Of course there are also issues with using arrays, and the structure of the arrays. The use of square brackets, [ ], may be more intuitive than simple parentheses. So languages like Pascal, Julia and C are likely better than Fortran and Ada here because it is easy to confuse the use of array parentheses, with those used in function calls, or expressions. When one extends the arrays to multiple dimensions, how this is specified also contributes to cognitive load. C does this using separate brackets, e.g. a[i][j], which is less intuitive than Fortrans use of the integrated index, a(i,j). Finally there are issues with what can be done with arrays. In some languages such as Fortran, setting the entire array to a particular value is easy. For example, in Fortran, the following code, creates a 20×20 integer array (theArray), sets the whole array to the value 10, and then sets the central 8×8 region to the value 5:
integer, dimension(20,20) :: theArray theArray = 10 theArray(7:14,7:14) = 5
This is achieved through whole-array operations, and array slicing, which are convenient features of many programming languages. In C, unless you want to set the whole array to zero, there is no easy way of performing this task, and array slicing is not allowed. This means the code in C might look something like this:
int i, j, theArray[20][20]; for (i=0; i<20; i=i+1) for (j=0; j<20; j=j+1) theArray[i][j] = 10; for (i=6; i<=13; i=i+1) for (j=6; j<=13; j=j+1) theArray[i][j] = 5;
Which one of Fortran or C is easier for the novice programmer to understand and implement?

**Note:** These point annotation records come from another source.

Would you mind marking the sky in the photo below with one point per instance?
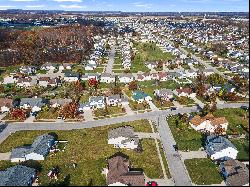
(130, 5)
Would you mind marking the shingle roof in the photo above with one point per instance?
(217, 143)
(40, 146)
(17, 176)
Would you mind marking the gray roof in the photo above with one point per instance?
(126, 131)
(217, 143)
(17, 176)
(41, 146)
(32, 102)
(96, 98)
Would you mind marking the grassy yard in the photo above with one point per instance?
(111, 111)
(136, 106)
(236, 119)
(185, 101)
(185, 137)
(203, 171)
(165, 104)
(242, 146)
(148, 52)
(50, 114)
(89, 149)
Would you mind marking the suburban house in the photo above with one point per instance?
(116, 100)
(71, 77)
(220, 148)
(39, 149)
(35, 104)
(17, 176)
(48, 66)
(5, 105)
(119, 173)
(24, 82)
(65, 66)
(47, 81)
(140, 97)
(151, 65)
(185, 92)
(55, 103)
(94, 102)
(235, 173)
(123, 137)
(209, 123)
(107, 78)
(28, 70)
(164, 94)
(12, 79)
(126, 78)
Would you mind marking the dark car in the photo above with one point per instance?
(173, 108)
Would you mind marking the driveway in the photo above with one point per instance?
(30, 119)
(152, 106)
(129, 111)
(111, 60)
(88, 115)
(193, 154)
(142, 135)
(5, 156)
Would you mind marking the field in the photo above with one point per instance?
(148, 52)
(203, 172)
(89, 149)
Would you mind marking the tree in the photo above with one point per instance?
(133, 85)
(18, 114)
(219, 130)
(69, 111)
(93, 84)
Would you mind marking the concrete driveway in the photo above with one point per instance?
(5, 156)
(193, 154)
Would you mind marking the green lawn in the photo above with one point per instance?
(235, 117)
(203, 171)
(50, 114)
(89, 149)
(136, 106)
(185, 137)
(110, 111)
(148, 52)
(242, 146)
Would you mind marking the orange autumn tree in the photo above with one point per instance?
(69, 111)
(18, 114)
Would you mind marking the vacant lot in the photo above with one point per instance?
(89, 149)
(203, 171)
(185, 137)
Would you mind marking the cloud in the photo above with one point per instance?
(23, 0)
(3, 7)
(72, 6)
(78, 1)
(34, 6)
(140, 4)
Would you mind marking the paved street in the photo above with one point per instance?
(5, 156)
(193, 154)
(176, 166)
(111, 61)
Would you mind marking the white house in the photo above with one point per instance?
(209, 123)
(220, 148)
(107, 78)
(126, 78)
(123, 137)
(37, 151)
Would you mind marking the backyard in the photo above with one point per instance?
(185, 137)
(203, 172)
(148, 52)
(89, 149)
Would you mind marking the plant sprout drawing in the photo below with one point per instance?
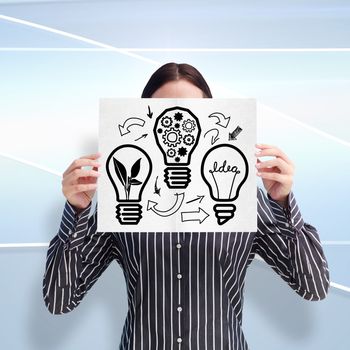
(123, 176)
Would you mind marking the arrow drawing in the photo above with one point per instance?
(179, 199)
(199, 215)
(223, 121)
(124, 129)
(232, 135)
(214, 138)
(200, 198)
(144, 135)
(149, 114)
(156, 189)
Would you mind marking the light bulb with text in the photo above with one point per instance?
(224, 169)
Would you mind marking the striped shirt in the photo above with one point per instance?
(184, 289)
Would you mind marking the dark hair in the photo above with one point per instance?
(172, 72)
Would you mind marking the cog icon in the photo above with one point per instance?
(171, 152)
(189, 140)
(188, 125)
(172, 137)
(166, 121)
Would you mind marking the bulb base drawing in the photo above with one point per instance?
(177, 177)
(224, 212)
(129, 213)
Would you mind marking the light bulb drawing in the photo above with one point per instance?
(128, 168)
(177, 131)
(224, 169)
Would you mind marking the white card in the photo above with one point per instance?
(177, 165)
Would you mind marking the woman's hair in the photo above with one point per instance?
(172, 72)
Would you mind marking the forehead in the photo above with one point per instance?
(178, 89)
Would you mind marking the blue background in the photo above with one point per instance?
(50, 85)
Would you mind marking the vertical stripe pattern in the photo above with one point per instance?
(184, 289)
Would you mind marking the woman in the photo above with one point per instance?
(183, 289)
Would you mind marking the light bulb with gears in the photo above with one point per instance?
(177, 131)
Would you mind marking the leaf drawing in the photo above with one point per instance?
(120, 170)
(135, 168)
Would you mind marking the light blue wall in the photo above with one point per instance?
(49, 114)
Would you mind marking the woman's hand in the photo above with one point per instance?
(277, 173)
(79, 185)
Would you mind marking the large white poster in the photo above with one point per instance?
(177, 165)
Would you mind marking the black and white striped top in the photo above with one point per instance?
(184, 289)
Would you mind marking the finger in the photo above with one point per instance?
(78, 188)
(274, 152)
(281, 178)
(74, 175)
(80, 162)
(279, 163)
(92, 156)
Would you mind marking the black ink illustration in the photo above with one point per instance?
(125, 128)
(222, 120)
(232, 136)
(128, 168)
(149, 114)
(177, 131)
(178, 202)
(215, 137)
(199, 215)
(224, 169)
(141, 137)
(200, 198)
(156, 189)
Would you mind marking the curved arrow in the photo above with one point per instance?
(223, 121)
(199, 215)
(200, 198)
(179, 199)
(215, 137)
(124, 129)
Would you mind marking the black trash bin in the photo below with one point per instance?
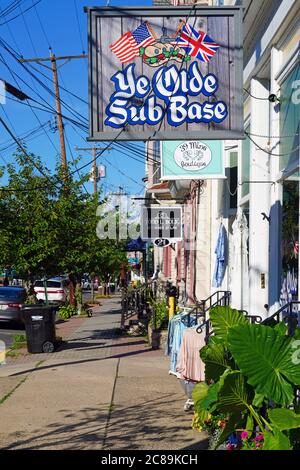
(40, 328)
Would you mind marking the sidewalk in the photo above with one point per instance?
(101, 391)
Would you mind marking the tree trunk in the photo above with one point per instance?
(92, 289)
(72, 285)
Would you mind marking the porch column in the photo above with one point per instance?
(259, 213)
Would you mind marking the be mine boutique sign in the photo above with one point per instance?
(165, 73)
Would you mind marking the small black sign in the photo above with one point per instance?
(161, 242)
(164, 223)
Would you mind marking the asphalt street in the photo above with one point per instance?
(9, 330)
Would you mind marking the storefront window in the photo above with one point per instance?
(233, 179)
(289, 119)
(245, 164)
(290, 240)
(156, 163)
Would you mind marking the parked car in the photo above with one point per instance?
(11, 301)
(87, 284)
(57, 290)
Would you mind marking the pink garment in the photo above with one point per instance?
(189, 364)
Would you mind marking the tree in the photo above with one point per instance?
(48, 225)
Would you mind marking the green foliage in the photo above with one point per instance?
(161, 314)
(276, 441)
(265, 358)
(249, 369)
(223, 318)
(66, 311)
(234, 394)
(284, 419)
(281, 328)
(19, 341)
(200, 394)
(213, 355)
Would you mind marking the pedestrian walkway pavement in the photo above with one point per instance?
(98, 391)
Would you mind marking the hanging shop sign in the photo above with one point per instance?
(156, 73)
(161, 223)
(192, 159)
(161, 242)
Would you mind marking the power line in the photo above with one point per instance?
(17, 16)
(269, 152)
(41, 83)
(31, 160)
(74, 162)
(78, 25)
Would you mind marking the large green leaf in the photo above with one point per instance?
(265, 358)
(213, 355)
(258, 400)
(281, 328)
(206, 397)
(232, 425)
(200, 393)
(276, 441)
(284, 419)
(234, 393)
(223, 318)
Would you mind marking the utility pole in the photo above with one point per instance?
(60, 124)
(53, 59)
(94, 153)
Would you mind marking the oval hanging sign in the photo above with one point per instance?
(162, 242)
(193, 155)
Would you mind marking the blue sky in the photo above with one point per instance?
(54, 23)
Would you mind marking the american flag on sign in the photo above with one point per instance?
(128, 46)
(198, 44)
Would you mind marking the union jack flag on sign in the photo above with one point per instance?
(198, 44)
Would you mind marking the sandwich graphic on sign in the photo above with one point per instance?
(186, 43)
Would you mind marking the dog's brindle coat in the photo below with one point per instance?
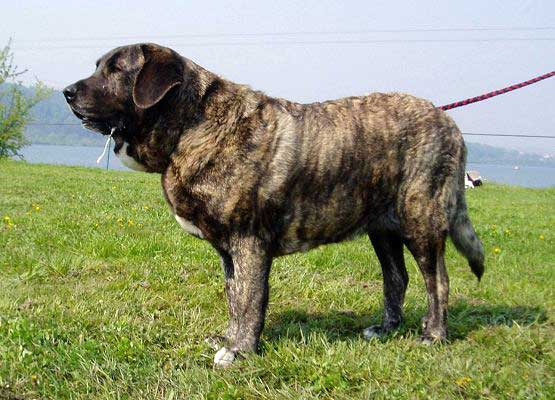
(260, 177)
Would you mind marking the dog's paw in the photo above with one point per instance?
(429, 340)
(215, 342)
(373, 332)
(224, 358)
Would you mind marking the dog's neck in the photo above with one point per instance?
(202, 111)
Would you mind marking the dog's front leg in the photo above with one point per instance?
(246, 268)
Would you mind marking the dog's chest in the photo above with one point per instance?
(127, 160)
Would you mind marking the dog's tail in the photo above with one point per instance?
(462, 232)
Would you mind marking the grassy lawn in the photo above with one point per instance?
(102, 295)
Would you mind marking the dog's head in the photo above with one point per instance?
(127, 82)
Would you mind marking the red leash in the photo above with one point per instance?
(496, 92)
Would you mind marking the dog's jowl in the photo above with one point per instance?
(259, 177)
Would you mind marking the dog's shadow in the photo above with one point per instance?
(339, 325)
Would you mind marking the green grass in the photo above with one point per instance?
(103, 296)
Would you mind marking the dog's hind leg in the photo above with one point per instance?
(246, 269)
(389, 249)
(428, 227)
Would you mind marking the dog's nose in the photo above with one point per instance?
(70, 92)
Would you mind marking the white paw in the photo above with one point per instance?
(372, 332)
(224, 358)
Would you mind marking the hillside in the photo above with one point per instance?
(55, 110)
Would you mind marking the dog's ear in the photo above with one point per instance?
(161, 71)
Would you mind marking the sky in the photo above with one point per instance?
(308, 50)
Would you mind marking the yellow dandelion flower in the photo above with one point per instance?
(463, 381)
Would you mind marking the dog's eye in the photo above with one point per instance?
(115, 68)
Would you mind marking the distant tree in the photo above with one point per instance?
(15, 107)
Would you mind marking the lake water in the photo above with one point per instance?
(86, 156)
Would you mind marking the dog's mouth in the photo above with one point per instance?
(93, 123)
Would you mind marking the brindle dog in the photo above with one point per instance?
(260, 177)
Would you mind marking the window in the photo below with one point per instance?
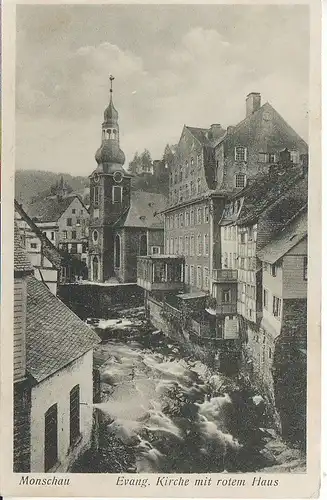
(192, 275)
(305, 268)
(117, 251)
(187, 245)
(186, 277)
(192, 249)
(265, 298)
(294, 156)
(95, 195)
(206, 278)
(206, 244)
(74, 415)
(199, 252)
(143, 245)
(199, 277)
(240, 180)
(277, 303)
(117, 194)
(181, 245)
(226, 296)
(50, 438)
(240, 153)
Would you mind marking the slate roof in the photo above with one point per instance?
(55, 336)
(50, 209)
(281, 195)
(286, 239)
(144, 211)
(21, 260)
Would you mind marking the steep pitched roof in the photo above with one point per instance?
(144, 211)
(55, 336)
(283, 133)
(284, 195)
(50, 209)
(286, 239)
(21, 261)
(48, 249)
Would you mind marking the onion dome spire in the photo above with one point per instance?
(109, 155)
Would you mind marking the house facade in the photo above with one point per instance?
(64, 219)
(123, 223)
(43, 255)
(53, 375)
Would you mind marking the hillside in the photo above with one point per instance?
(33, 183)
(30, 184)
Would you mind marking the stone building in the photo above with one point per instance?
(64, 219)
(123, 223)
(53, 375)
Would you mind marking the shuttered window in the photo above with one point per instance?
(50, 437)
(74, 415)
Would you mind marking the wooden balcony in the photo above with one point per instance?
(224, 275)
(161, 273)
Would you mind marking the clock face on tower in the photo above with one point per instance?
(118, 177)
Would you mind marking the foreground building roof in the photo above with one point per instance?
(55, 336)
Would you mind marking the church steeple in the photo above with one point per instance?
(109, 155)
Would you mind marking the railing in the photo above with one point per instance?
(224, 275)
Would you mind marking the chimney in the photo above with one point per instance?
(253, 103)
(215, 131)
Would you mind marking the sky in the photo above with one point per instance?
(173, 65)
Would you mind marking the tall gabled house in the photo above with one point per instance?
(53, 375)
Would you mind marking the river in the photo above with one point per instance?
(162, 412)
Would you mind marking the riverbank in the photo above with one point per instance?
(164, 410)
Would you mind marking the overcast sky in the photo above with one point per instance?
(173, 65)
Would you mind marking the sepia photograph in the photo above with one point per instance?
(160, 223)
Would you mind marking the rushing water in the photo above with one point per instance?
(170, 414)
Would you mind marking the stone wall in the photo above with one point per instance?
(22, 429)
(100, 301)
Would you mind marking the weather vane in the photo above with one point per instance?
(111, 78)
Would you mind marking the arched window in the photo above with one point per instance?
(95, 268)
(117, 250)
(143, 245)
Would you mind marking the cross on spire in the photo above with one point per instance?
(111, 78)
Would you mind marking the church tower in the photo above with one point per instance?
(110, 190)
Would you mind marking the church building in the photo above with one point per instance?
(123, 223)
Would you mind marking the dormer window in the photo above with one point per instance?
(240, 153)
(117, 194)
(240, 180)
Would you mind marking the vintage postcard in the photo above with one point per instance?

In conclusion, it seems like languages such as C, and Python increase the cognitive load for novice programmers, partially because the use of 0-based indexing is not intuitive, and partially because of the ease in making errors when it comes to specifying loops to manipulate the array. Other languages provide a better basis for understanding arrays. This and the added features of languages such as Fortran and Julia which allow array slicing mean that the novice programmer can concentrate more on the problem solving aspects of their algorithm, and less on the syntax of the language.